Segundo estudo, endividados usam o cartão de crédito na aquisição de itens essenciais

As famílias brasileiras continuam altamente endividadas e o quadro de inadimplência segue o mesmo ritmo. É o que aponta a mais recente pesquisa divulgada pela Confederação Nacional do Comércio de Bens, Serviços e Turismo (CNC), que traz novo recorde no número de endividados no mês de agosto, de 72,9%. O percentual corresponde a 11,89 milhões de famílias com alguma dívida em aberto.
A pesquisa de endividamento e inadimplência do consumidor (Peic) aponta que grande parte do endividamento das famílias, cerca de 83%, se concentra no cartão de crédito. Isso porque, nos lares de renda mais baixa, o crédito tem sido utilizado até para adquirir itens essenciais, como comida.

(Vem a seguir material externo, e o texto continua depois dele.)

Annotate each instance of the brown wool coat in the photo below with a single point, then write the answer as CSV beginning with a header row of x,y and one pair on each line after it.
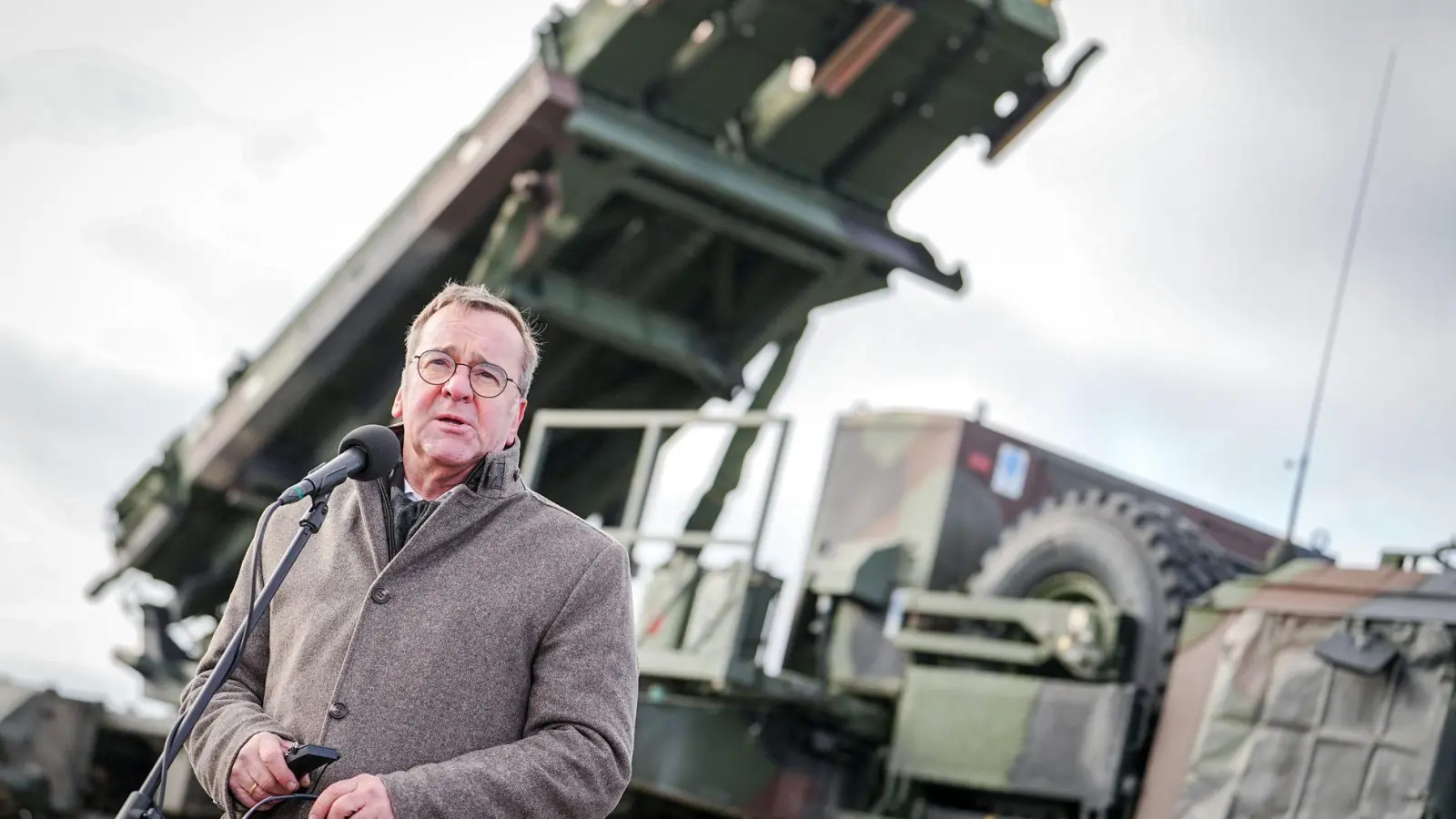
x,y
488,669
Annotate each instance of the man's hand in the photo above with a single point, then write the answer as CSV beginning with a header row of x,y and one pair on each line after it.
x,y
361,797
259,771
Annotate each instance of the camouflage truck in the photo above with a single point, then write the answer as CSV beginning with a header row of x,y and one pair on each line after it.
x,y
670,187
985,627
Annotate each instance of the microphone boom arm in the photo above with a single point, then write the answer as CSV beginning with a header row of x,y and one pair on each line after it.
x,y
140,804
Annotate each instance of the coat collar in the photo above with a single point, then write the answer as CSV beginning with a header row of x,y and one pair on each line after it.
x,y
497,474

Com a alta inflação sobre itens essenciais na cesta de consumo das famílias de menor renda, elas acabam tirando espaço do orçamento e se endividando mais para consumir itens de primeira necessidade, como alimentos. O dinheiro não está chegando ao fim do mês e as pessoas estão usando o cartão de crédito para fazer essa cobertura.
Na análise da Peic, a CNC aponta como principais fatores para alta manutenção do endividamento das famílias a expansão do acesso ao crédito, o alto índice de desemprego e a inflação elevada. Na avaliação do presidente da entidade classista, José Roberto Tadros, grande parte das dívidas é de trabalhadores informais que recorrem ao crédito para investir em pequenos negócios.

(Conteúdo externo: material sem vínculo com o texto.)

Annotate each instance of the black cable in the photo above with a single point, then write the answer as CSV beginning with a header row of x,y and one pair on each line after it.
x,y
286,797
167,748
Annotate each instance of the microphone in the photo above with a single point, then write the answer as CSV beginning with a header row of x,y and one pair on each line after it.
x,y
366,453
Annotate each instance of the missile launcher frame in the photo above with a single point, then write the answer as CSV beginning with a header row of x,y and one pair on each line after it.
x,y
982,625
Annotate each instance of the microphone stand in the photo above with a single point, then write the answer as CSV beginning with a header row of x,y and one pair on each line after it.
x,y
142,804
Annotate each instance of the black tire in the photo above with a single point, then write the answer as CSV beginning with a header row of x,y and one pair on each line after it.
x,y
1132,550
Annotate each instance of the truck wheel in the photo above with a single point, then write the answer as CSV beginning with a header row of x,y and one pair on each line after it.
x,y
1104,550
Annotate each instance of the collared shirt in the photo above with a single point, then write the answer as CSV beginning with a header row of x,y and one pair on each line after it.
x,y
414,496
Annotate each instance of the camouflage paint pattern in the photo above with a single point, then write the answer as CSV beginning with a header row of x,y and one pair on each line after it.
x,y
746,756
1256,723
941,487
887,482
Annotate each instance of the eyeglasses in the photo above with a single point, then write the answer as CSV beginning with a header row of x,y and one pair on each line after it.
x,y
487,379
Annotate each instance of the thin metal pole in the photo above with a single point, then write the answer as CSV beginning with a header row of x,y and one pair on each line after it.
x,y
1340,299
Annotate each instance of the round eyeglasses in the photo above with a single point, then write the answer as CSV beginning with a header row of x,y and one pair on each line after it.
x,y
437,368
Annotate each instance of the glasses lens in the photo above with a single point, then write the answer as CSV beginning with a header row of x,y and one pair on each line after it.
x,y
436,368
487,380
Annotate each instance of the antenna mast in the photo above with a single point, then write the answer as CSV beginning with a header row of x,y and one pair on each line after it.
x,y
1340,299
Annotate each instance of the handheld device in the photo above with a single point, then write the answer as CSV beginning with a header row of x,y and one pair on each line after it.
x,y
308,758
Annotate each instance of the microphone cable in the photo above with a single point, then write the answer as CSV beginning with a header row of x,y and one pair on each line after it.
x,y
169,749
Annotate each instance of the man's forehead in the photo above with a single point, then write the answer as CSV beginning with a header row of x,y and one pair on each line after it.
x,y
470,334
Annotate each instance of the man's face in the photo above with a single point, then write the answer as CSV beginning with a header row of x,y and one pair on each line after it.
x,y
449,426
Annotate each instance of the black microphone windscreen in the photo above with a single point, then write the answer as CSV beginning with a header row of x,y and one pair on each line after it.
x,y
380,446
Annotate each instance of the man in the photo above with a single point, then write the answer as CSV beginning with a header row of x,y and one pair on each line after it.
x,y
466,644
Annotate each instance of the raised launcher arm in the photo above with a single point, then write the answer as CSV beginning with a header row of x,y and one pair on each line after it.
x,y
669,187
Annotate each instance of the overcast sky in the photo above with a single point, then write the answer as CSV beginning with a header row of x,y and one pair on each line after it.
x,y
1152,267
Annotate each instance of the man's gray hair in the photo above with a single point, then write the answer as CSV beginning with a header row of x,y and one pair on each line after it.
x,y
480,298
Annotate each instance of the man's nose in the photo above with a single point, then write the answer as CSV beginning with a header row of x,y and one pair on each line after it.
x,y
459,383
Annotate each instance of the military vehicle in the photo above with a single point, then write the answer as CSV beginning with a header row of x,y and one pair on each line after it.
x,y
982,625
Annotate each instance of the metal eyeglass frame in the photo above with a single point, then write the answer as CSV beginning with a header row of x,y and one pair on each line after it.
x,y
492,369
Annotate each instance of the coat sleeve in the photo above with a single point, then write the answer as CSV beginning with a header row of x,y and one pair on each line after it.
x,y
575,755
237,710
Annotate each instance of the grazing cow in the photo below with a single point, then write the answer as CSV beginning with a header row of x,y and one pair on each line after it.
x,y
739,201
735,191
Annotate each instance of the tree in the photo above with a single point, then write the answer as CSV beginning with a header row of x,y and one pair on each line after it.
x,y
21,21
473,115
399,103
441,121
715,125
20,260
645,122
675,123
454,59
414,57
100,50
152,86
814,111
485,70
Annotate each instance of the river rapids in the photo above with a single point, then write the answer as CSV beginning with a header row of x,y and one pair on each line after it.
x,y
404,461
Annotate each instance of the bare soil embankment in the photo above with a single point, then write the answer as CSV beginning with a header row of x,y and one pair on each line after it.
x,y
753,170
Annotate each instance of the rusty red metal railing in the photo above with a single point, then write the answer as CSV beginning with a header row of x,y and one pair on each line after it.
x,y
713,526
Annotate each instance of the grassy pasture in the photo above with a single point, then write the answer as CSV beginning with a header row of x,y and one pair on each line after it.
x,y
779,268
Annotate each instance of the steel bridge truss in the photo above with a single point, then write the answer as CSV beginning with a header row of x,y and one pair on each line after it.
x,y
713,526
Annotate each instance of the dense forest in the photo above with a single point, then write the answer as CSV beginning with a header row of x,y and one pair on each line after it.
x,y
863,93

Os dados da pesquisa apontam que o acesso ao crédito pelos consumidores atingiu 19,2% no primeiro semestre de 2021. A taxa é a maior desde o início de 2013. O crédito mais acessível, com taxas de juros mais baixas, contribuiu para o aumento gradual do endividamento, que foi acompanhado, também, pela alta na inflação. Os dados demonstram que, desde novembro, quando estava em 66%, o endividamento teve elevações consecutivas.
É considerada superendividada a pessoa que comprometeu mais de 50% de sua renda mensal com dívidas. Embora não exista um número oficial de superendividados no país, é provável que grande parte dessas pessoas estejam no Mapa da Inadimplência da Serasa, que registra 62,5 milhões de brasileiros com o CPF restrito.
A última Peic aponta que 25,6% do total das famílias endividadas em agosto estão inadimplentes. O número se manteve estável com relação a julho, mas apresentou uma leve queda de 1,1% em relação a agosto do ano passado.
A secretária nacional do Consumidor, Juliana Domingues, defende o acesso ao crédito. Na avaliação dela, além de movimentar a economia, o crédito concede poder de compra para parte dos consumidores que não teriam essa condição. “O problema não é o acesso ao crédito, mas o acesso ao crédito de uma forma não responsável”, aponta.
Para Roberto de Góes Ellery Júnior, professor da Universidade de Brasília (UNB), o principal problema do superendividamento está, sim, na concessão de crédito, muitas vezes bem acima da renda do consumidor. “O crédito é fundamental para o bom desempenho de uma economia, mas pode ser perigoso quando é concedido além da capacidade de pagamento do consumidor”, diz o professor.